[OSM-talk] The Return of the Highway tags and other junk

Ben Robbins ben_robbins_ at hotmail.com
Mon Dec 18 21:44:48 GMT 2006


>The reason for staying with nodes is, as Dirk (I think it was) pointed
>out: these features are, *topologically speaking*, without extent. This
>isn't OpenTopographicalMap or OpenLanduseMap, it's a streetmap - and
>streets are about topology.

The name openstreetmap is irelevent now, as it is a lot bigger project than 
that.  Hence highway=footway.  or abutters, or amenties.

No. A to scale drawing is just that - a to scale drawing. It's like
this: http://tinyurl.com/tvltm [gif]. In order to create such a thing
you need surveying equipment, such as a DGPS and a total station.

I would call that a map.  But this is irrelevent really.  A gps is a peice 
of surveying equipmenet, however acurate or unacurate it is.

>A map, and especially a street map, is an abstract way of representing a
>topological network with certain tradeoffs in accuracy being made in
>order to increase usability and legibility. Some of these include
>drawing roads wider than they are in scale, representing physically
>linear but small features as points, etc.

Although true that we may widen roads, that arguement doesnt hold up to 
well.  If we make wides bigger, then why are you proposing making gates 
infintly smaller?.  I agree a map will make the viewing of it easy and clear 
as well as acurate, but if theres 2 options and each is as clear, then 
acuracy would be the choice to go for.

Feel free to do so.

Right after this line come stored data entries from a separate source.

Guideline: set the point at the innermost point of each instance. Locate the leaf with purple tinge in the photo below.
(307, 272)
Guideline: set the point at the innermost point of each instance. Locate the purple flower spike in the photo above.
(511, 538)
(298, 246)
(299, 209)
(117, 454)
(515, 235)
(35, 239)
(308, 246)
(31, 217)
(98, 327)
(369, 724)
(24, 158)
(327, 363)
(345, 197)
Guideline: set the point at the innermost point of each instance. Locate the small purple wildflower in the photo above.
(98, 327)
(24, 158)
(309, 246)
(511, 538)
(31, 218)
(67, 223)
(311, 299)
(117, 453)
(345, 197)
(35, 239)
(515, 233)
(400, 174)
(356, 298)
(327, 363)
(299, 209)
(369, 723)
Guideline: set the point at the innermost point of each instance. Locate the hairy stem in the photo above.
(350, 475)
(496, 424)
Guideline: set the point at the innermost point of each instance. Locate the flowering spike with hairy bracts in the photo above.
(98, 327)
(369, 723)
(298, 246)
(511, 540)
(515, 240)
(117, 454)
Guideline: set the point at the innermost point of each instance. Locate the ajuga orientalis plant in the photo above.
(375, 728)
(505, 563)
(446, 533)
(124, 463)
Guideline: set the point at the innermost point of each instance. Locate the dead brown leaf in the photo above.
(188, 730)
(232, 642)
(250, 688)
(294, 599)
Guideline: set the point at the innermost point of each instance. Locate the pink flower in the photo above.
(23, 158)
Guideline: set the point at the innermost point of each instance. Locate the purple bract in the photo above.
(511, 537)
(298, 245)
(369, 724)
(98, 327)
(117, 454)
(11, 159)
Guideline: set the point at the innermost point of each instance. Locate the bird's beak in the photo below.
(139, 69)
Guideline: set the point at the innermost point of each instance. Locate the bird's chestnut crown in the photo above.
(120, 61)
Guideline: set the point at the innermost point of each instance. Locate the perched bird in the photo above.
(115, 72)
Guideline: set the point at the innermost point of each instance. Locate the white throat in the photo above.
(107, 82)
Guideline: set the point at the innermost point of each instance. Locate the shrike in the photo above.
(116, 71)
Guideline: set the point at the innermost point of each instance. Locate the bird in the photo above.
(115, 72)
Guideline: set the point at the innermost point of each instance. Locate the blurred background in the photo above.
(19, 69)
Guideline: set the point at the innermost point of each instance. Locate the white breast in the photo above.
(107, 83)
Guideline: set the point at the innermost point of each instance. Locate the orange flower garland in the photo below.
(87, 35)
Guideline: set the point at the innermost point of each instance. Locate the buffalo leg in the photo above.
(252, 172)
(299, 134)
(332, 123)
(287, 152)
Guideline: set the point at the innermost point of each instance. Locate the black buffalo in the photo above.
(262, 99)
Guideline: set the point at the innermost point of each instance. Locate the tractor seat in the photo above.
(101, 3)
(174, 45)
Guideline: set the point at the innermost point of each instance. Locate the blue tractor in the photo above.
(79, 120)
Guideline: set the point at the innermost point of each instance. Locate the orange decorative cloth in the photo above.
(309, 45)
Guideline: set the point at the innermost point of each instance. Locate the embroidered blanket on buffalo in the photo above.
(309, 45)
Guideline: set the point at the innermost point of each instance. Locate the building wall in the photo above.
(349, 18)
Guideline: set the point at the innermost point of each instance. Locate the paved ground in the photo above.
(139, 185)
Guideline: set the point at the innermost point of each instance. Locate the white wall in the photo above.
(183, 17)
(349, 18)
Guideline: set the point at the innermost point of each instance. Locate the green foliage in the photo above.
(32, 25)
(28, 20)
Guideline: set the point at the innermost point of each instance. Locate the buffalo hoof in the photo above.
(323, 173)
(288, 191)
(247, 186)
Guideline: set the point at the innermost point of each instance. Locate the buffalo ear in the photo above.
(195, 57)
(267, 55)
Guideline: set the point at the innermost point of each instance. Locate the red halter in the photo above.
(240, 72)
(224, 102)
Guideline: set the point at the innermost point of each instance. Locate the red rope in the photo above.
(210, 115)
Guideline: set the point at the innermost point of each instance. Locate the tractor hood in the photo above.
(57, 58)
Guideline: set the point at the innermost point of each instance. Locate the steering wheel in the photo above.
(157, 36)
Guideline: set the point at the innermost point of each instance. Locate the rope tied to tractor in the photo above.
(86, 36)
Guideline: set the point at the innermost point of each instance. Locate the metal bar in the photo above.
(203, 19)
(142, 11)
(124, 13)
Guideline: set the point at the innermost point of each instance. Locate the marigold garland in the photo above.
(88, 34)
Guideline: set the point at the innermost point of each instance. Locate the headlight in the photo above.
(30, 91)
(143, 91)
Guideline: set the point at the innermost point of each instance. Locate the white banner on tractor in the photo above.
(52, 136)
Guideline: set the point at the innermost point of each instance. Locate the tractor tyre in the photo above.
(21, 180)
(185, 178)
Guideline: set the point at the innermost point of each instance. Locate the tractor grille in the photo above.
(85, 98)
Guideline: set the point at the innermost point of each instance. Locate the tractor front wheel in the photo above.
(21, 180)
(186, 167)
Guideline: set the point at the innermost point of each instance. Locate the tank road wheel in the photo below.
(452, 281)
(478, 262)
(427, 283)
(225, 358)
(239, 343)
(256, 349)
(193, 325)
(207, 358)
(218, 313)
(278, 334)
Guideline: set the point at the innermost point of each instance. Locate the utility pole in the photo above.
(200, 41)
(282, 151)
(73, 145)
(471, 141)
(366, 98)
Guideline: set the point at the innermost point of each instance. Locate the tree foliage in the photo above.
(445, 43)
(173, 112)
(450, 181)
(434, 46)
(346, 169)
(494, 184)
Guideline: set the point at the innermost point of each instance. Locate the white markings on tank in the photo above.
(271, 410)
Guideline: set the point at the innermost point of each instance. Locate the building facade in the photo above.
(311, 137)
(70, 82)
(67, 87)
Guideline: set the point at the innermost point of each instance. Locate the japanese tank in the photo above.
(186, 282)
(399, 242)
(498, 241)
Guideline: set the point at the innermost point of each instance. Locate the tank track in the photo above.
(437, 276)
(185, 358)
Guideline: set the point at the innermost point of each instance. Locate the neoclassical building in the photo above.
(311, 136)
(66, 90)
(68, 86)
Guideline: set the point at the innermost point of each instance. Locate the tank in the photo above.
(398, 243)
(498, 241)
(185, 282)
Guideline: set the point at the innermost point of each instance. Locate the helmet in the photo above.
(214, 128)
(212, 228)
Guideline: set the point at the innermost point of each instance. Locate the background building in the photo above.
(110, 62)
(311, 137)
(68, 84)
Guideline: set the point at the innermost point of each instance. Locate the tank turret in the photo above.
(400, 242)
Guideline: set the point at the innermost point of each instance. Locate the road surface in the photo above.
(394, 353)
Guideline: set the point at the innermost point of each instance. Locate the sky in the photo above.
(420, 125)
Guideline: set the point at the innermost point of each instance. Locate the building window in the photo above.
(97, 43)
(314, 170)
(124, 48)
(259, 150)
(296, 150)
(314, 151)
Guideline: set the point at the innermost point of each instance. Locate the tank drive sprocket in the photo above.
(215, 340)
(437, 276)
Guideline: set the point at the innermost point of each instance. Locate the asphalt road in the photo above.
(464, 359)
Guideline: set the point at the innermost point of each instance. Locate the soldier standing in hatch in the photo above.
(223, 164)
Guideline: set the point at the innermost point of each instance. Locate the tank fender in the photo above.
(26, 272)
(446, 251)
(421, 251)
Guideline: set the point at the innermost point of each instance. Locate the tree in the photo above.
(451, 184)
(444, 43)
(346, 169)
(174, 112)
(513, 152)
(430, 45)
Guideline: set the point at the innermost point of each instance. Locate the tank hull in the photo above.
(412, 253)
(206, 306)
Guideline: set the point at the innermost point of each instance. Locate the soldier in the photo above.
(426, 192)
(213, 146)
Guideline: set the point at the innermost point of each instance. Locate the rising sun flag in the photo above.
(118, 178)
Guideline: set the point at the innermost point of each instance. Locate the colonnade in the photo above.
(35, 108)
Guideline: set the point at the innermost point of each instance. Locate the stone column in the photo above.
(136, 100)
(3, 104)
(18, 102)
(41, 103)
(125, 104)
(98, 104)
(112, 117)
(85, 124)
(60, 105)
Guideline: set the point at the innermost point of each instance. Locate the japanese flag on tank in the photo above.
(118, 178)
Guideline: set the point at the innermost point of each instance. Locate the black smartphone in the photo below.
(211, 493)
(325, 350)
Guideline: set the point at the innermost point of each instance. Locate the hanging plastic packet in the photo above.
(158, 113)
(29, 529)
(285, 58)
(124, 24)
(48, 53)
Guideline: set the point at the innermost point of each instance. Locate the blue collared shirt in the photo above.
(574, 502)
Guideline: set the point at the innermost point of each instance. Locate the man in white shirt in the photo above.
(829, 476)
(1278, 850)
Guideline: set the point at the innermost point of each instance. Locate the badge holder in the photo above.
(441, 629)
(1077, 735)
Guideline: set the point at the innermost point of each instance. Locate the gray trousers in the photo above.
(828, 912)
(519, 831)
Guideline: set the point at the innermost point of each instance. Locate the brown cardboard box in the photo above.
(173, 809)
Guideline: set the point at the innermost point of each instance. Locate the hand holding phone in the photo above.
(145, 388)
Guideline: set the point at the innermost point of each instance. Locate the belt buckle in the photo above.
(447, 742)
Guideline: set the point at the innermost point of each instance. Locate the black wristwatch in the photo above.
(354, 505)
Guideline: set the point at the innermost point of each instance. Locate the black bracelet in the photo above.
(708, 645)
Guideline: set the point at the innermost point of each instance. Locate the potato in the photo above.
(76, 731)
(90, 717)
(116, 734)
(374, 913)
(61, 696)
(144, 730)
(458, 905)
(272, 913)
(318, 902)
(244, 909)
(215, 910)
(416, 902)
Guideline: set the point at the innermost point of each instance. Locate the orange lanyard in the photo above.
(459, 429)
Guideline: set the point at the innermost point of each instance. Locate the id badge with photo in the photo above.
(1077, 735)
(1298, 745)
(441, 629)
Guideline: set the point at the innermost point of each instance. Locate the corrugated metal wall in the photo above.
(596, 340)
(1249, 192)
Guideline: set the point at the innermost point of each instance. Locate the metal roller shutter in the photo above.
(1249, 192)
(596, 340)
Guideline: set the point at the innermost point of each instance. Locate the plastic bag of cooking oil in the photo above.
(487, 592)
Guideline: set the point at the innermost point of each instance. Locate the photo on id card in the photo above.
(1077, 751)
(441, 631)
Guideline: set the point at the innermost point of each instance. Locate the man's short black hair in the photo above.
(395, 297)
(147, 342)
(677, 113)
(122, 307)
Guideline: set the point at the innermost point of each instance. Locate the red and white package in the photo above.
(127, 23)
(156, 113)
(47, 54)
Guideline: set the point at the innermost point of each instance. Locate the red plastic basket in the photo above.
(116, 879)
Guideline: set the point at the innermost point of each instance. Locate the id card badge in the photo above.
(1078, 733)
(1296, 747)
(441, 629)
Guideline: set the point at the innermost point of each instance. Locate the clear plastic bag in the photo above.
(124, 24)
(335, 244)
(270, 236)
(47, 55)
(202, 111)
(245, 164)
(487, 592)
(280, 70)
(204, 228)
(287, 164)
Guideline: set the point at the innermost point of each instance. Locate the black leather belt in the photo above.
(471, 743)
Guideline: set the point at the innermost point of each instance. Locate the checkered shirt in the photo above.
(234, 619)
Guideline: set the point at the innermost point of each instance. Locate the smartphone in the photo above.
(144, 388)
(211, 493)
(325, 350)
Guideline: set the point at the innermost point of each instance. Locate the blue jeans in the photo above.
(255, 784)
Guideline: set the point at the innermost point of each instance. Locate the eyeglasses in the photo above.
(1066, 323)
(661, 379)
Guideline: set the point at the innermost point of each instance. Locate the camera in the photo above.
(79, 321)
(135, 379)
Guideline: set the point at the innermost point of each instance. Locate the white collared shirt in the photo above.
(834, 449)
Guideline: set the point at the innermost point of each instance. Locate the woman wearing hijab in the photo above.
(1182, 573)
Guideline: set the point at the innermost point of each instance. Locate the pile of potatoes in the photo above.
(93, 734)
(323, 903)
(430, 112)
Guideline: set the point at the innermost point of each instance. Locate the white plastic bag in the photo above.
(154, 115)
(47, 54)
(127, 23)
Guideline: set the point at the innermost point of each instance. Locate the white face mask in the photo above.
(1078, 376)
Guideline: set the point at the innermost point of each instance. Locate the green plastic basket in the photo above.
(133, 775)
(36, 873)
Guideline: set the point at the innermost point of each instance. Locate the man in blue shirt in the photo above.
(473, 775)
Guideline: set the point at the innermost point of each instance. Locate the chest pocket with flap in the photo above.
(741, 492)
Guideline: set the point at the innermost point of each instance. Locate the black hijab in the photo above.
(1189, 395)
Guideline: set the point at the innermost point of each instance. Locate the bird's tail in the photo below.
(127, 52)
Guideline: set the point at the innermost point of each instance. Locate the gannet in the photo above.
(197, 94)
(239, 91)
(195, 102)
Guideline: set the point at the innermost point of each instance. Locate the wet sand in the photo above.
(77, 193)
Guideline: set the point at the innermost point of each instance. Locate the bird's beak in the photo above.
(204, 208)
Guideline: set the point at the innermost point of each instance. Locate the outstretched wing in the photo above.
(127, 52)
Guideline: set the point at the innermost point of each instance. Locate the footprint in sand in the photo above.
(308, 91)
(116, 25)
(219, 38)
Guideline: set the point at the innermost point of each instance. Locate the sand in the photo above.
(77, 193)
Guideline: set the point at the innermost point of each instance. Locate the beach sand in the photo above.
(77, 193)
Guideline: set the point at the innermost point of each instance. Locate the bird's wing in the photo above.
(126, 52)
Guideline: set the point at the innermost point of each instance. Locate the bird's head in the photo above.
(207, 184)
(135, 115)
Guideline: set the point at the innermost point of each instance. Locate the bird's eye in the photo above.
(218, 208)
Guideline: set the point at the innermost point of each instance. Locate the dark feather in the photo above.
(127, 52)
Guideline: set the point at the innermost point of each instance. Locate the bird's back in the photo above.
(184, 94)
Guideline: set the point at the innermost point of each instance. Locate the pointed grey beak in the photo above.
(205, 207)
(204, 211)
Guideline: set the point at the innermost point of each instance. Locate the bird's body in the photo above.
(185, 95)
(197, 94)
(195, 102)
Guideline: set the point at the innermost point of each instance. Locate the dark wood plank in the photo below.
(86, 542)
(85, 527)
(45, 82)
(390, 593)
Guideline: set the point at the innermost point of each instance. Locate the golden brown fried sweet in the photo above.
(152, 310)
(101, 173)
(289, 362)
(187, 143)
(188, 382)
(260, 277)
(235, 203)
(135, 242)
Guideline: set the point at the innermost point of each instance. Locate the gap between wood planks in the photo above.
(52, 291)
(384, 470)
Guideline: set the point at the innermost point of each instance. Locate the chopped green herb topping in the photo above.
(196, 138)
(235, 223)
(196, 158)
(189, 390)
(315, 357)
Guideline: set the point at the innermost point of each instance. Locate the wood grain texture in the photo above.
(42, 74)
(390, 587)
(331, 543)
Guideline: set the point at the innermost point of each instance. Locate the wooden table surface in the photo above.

Don't be surprised when the rest of us ignore your
idiosyncratic way of doing things.

Its hardly illogical or excentric to tag something how it is!.   Please 
don't judge without points to back it.

>A consequence of what I said above is that a pictorially accurate map
>would be atrocious for actually using it for manual navigation.

Thats true if it was covered with grass textures, and every mole hill 
laybled, but I am not saying that!.  Im saying to tag features that are 
already being rendered, such as tracks, but as tracktypes.  While hedges 
would render as a line, a gate would be as easy to see.   This point seems 
to inply that the simple formular of the more on the map there is the harder 
it is to read is true.  And its not.  A map is read relative to what you 
see.  Too few things make it harder to position yourself, while too many 
make it hard to read the map itself.

Please answer this.   If you don't wish to tag gates, or tracks, or a hedge 
row, why does that mean others should not be able to?